Botrychium biternatum

Botrychium biternatum (Savigny) Underw.
(Latin: bi, two, and ternarius, by threes, = twice-ternate, the leaves often divided into three major parts, each of these again often divided into three parts)

Local names: sparse-lobe grape fern, southern grape fern, winter grape fern


Plant ca. 10–35 cm tall; roots usually 10 or fewer, blackish; leaves present over winter, mostly green but rarely bronze in winter if exposed; new leaves appearing in late spring to early summer; sterile blade portion green to dark green, long-stalked (stalk 3–20 cm long), ± papery/her-baceous, to 18 cm long and 28 cm wide, usually smaller, 2–3-pinnate (often 2-pinnate), the ultimate segments (= smallest subdivisions) elongate, obliquely lanceolate to narrowly lanceolate, the margins nearly parallel, finely denticulate (marginal teeth finer and more uniform than in B. dissectum), the apices obtuse to shortacuminate; 2n = 90 (Wagner & Wagner 1993).

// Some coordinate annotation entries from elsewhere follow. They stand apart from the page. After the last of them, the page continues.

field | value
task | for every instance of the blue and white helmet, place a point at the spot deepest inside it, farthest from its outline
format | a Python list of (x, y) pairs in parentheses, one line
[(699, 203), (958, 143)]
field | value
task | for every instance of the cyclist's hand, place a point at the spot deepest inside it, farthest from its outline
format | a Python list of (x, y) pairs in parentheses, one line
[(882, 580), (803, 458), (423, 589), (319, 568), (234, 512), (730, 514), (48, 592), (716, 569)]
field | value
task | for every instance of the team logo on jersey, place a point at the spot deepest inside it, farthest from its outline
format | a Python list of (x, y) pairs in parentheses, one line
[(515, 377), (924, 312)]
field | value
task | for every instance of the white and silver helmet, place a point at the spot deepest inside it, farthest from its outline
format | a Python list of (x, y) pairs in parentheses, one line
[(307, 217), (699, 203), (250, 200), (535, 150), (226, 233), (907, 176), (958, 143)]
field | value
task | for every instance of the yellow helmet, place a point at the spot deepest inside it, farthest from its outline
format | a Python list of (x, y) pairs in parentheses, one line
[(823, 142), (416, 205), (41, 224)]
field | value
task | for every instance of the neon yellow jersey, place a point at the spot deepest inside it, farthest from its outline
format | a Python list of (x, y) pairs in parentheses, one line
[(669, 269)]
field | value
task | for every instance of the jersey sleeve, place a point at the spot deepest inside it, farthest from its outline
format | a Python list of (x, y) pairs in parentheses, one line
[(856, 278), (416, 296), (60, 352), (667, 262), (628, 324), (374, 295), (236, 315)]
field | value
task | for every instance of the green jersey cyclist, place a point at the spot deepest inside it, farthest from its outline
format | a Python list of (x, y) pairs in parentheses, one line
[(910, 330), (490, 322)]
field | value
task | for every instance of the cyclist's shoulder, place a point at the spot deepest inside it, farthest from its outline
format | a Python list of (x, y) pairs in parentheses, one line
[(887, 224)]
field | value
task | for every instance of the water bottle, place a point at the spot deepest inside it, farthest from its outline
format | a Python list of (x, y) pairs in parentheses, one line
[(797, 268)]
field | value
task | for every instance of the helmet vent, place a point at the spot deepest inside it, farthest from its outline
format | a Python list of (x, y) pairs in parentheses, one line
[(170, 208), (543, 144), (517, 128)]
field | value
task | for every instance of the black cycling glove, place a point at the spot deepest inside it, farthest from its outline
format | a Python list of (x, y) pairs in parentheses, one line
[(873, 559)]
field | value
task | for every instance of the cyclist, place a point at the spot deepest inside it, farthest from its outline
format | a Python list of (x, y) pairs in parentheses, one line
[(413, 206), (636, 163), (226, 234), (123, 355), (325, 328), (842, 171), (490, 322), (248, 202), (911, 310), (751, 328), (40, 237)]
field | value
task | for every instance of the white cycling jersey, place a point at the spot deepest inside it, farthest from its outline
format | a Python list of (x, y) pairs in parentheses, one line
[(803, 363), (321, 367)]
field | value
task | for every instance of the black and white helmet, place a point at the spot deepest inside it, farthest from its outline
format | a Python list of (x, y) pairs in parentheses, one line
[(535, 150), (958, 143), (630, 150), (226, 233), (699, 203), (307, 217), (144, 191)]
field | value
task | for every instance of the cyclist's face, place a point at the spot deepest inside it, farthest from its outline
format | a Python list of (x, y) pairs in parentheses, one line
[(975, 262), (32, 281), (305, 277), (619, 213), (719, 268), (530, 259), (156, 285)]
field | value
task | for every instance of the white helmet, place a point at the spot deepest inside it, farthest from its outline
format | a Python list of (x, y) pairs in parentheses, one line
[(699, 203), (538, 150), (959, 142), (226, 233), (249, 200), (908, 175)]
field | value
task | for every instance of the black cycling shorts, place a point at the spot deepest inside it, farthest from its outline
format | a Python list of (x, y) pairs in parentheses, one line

Low woods; Angelina, Bowie, Cass, Hardin (E. Whitehouse 11191), Harrison, Montgomery (V.L. Cory 50680), Nacogdoches, Newton, Sabine, Titus (all BRIT—identified J. Peck), Tyler (TEX-LL) Harris, and Liberty (Brown 2008) cos. in the Pineywoods and Brazoria Co. (Brown 2008) in the n Gulf Prairies and Marshes; se U.S. from PA s to FL w to IL, OK, and TX. Spores maturing in the fall. [B. tenuifolium Underw., B. dissectum Spreng. var. tenuifolium (Underw.) Farw., Sceptridium biternatum (Savigny) Lyon] If Botrychium is divided into segregate genera, as argued by Hauk et al. (2003), B. biternaturm would be recognized in the genus Sceptridium. This species and B. dissectum are similar morphologically and are often confused (see discussion under B. dissectum).